Ne yazacağımı bilmiyorum.. Aslında canım hiçbir şey yazmak istemiyor.. Kalemi kırıp atmak ve kendimi güneşin kavuruculuğuna bırakmak istiyorum.. Yanmak istiyorum! Aklım çok ama çok karışık.. Kulağımda boğuk sesler var.. Her yanım ateşe tutulmuşçasına yanıyor.. Bir edebiyat abidesi olmak geliyor bazen içimden.. Herkesin sevdiği, herkesin "bu benim" dediği bir yazar olmak ya da.. Bir öykü yazmak, bir şiir yazmak.. Ve o yazdığımda da her şeyi anlatmak! Aşkı, sevdayı, yalnızlığı, ezilmişliği, adaleti, kanı, gözyaşını, kızları, erkekleri, çocukları, kedileri, cevizleri, hamamböceklerini, kuşları, atları, isyanı, ateşi, yanmışlığı, Yusuf'u Züleyha'yı, Mem'i Zin'i, kendimi, herkesi anlattığım bir şiir ya da öykü.. Ah ne iyi olurdu! O var biliyorum; o şiir var o öykü var.. Sezai Karkoç Üstadımın dediği gibi, "o şiir var ve ben onu yakalayacağım.." Canım çok sıkkın bu sabah.. Yorgunluğumun arşındayım yine.. Hiçbir kahvaltıyı kendisine değişmeyeceğim sıcak çorbam bile beni kendime getirmedi.. Neyim var acaba? Hasta mıyım, yalnız mıyım, aşık mıyım, yaşıyor muyum, bilmiyorum.. Bir bildiğim var, o da, iyi olmadığım.. Belki de iyiyim aslında, bir "yazar oyunu" yaparak, okuyucuyu kendi halime ortak edip onu da üzmek istiyorum.. Ya da hiçbiri.. Karşıtlık, kafa karışıklığı; ahh, kulağında bir şarkıyla yazmak ne iyi! Gözlerimi kapatıyorum.. Mavi denizlerin tam üstünden geçiyorum.. Aşağıya bir bakış atıyorum.. Küçük kafaların taşıdığı küçük insanlar görüyorum.. Bir de bakıyorum benim gibi ne çok "uçan" varmış oysa.. Yalnız değilmişim; yaşasın, oh ne mutluyum! Yere iniyorum şimdi.. Bir dost sesi arıyorum; ama heyhat, o da yok! Ne çok şey var hayatımızda, bizi "yokluk"la terbiye eden.. Her şeyimiz var; aşkımız, maaşımız evimiz kalemimiz, annemiz babamız, elbisemiz, çantamız, hatta bazılarımızn küçük bir kaplumbağası bile var.. Ya huzur??? O kimde var? Yalnızlığı bölen bir arı'nızın olmasını ister miydiniz? Neyse sorularıma kimse cevap vermek zorunda değil.. Zaten sorular da kimseye değil, sadece kendime.. "Edebiyat yapmak çok kafa karıştırmak ve çoğu zaman da anlaşılmamaktır" demişti zamanın birinde, beyaz mintanlı bir yaşlı amca.. Ben edebiyat yapmıyorum.. Ben yazar değilim.. Ben şair de değilim.. Ben ben'im sadece.. Ben Yavuz'um.. Ben Müslüman'ım.. Ben insanım.. Sahi Hz. Adem hangi ırka mensuptu???

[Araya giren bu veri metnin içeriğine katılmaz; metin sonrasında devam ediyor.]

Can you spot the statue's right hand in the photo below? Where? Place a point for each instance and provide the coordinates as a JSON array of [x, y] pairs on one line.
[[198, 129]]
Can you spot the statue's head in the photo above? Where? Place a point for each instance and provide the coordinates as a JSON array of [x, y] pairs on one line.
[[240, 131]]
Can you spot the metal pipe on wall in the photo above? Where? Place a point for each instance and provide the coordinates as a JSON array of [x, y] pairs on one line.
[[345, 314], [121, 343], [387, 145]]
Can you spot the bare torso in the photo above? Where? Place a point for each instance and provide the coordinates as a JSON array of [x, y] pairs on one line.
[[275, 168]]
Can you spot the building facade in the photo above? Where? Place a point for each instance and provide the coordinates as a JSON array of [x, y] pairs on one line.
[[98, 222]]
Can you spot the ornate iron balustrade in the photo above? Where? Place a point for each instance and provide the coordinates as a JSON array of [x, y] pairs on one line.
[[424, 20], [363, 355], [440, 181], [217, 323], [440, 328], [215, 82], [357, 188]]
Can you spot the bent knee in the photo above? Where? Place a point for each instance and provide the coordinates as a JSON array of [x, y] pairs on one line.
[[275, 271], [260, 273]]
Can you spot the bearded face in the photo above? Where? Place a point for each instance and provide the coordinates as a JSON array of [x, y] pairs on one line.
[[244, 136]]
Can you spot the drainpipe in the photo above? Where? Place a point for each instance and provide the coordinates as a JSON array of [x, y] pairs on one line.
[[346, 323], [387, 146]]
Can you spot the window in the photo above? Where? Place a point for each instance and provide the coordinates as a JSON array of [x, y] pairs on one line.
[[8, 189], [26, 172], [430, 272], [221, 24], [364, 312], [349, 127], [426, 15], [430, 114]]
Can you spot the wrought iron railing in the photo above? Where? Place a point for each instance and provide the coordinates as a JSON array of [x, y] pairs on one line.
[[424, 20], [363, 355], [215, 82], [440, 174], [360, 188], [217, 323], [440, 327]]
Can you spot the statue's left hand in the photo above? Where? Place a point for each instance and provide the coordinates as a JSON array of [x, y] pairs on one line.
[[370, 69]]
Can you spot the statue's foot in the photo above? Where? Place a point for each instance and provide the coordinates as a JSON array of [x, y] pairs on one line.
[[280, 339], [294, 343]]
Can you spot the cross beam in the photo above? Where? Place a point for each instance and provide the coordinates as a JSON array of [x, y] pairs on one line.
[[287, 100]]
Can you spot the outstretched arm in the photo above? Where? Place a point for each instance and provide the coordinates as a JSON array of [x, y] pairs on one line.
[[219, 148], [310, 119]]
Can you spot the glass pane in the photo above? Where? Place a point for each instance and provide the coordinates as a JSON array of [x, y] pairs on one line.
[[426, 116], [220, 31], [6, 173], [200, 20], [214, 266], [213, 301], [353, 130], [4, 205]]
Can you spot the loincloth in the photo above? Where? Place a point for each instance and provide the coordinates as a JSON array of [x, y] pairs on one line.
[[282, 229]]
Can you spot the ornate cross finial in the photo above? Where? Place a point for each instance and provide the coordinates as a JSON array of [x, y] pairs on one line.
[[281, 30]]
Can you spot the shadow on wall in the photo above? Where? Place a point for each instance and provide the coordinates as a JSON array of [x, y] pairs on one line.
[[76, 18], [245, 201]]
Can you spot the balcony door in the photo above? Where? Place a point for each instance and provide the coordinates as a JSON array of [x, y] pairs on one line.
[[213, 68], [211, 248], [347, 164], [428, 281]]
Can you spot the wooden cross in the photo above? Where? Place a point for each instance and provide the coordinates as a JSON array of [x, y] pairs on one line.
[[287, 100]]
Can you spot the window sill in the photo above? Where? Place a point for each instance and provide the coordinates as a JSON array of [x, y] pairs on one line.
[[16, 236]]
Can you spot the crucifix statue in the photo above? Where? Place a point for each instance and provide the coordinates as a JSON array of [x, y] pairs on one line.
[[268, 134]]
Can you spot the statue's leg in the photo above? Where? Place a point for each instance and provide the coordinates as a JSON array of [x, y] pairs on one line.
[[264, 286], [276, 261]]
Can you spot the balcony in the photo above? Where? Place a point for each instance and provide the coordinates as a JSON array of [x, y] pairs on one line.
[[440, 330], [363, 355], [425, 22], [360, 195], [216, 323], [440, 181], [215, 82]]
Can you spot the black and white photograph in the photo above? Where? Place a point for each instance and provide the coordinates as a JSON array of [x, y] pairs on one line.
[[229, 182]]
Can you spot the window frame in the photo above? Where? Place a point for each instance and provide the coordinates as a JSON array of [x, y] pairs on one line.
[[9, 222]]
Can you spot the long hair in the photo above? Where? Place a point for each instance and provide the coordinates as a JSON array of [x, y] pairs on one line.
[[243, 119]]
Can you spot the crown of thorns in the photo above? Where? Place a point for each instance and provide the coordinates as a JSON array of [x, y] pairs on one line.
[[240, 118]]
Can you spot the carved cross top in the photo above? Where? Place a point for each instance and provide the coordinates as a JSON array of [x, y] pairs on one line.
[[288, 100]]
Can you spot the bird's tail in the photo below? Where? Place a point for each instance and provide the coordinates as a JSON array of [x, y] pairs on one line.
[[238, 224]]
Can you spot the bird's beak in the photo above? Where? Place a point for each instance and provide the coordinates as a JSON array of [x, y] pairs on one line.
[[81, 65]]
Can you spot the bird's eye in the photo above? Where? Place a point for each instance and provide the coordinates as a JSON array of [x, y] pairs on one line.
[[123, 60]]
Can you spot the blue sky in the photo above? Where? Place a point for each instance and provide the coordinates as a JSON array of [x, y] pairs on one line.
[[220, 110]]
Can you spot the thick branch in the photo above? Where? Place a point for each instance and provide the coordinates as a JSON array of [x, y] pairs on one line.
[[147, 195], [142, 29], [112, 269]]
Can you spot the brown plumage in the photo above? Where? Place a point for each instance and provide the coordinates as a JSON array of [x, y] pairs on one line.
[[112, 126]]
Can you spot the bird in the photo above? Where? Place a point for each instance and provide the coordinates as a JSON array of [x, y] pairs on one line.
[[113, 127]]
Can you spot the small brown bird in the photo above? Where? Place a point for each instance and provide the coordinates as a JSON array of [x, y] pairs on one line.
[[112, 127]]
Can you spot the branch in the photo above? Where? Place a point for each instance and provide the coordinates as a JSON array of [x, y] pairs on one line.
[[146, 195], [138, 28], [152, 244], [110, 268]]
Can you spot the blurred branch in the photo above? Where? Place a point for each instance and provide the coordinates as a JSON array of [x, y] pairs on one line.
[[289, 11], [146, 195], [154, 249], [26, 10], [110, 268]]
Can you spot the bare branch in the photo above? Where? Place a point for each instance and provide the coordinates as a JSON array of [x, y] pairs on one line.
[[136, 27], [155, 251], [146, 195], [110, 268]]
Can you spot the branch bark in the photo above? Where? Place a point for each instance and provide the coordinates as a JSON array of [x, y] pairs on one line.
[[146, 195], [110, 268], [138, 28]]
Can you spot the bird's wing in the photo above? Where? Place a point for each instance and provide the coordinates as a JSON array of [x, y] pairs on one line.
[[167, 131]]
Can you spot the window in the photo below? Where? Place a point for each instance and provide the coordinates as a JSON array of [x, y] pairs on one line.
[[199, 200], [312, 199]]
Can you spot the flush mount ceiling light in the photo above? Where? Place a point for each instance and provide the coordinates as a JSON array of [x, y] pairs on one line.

Gel imdadına yetiş, çünkü onun o kadar çok derdi var ki kağıt, mürekkeb ve yazı onun için ağlamakta!
 
fıstık' Alıntı:
Verdiğim rahatsızlık/kafa karışıklığı için herkesten özür dilerim...
sevgili hayal_12  yazılarınla rahatsızlık verdiğini kastettiysen eğer öyle bir durum olduğunu zannetmiyorum... bizi farklı dünyalara götüren, yazının sonuna kadarda olsa,  sözünü ettiğin kahramanların yerine geçmek, onların acılarını ve sevinçlerini bizmişcesine yaşamak bizleri farklı dünyalara götürüyor ve "tek ben değilmişim meğer" dedirtiyor... bu nedenle rahatsızlığın aksine ancak fazlasıyla memnuniyet söz konusu olabilir. teşekkürler :)
...ne yazacağını bilmemek; bazen hissettiklerini anlatmakta kelimelerin kifayetsiz kalacağını bilmekten, bazen duyguların bendini aşan suya dönüşmesinden dolayı hangisini anlatacağını bilememekten, bazen de kendini kendine bile itiraf etmek istememekten kaynaklanır... hiçbir şey anlatmayacağım, bilmeye korktuklarımı gizlemeye devam edeceğim demek bile benliğinin kapılarını açar dünyaya... işte o zaman yalnızlık gemin ayrılmıştır limanından.. artıkYalnız değilmişim; yaşasın, oh ne mutluyum!" dersin ve ilk başlarda vızıltı halinde gelen, ruhunu sıkan sesin, aslında sana kim olduğunu hatırlatan, yalnızlığını yok eden kadife sesli dosta ait olduğunu görürsün...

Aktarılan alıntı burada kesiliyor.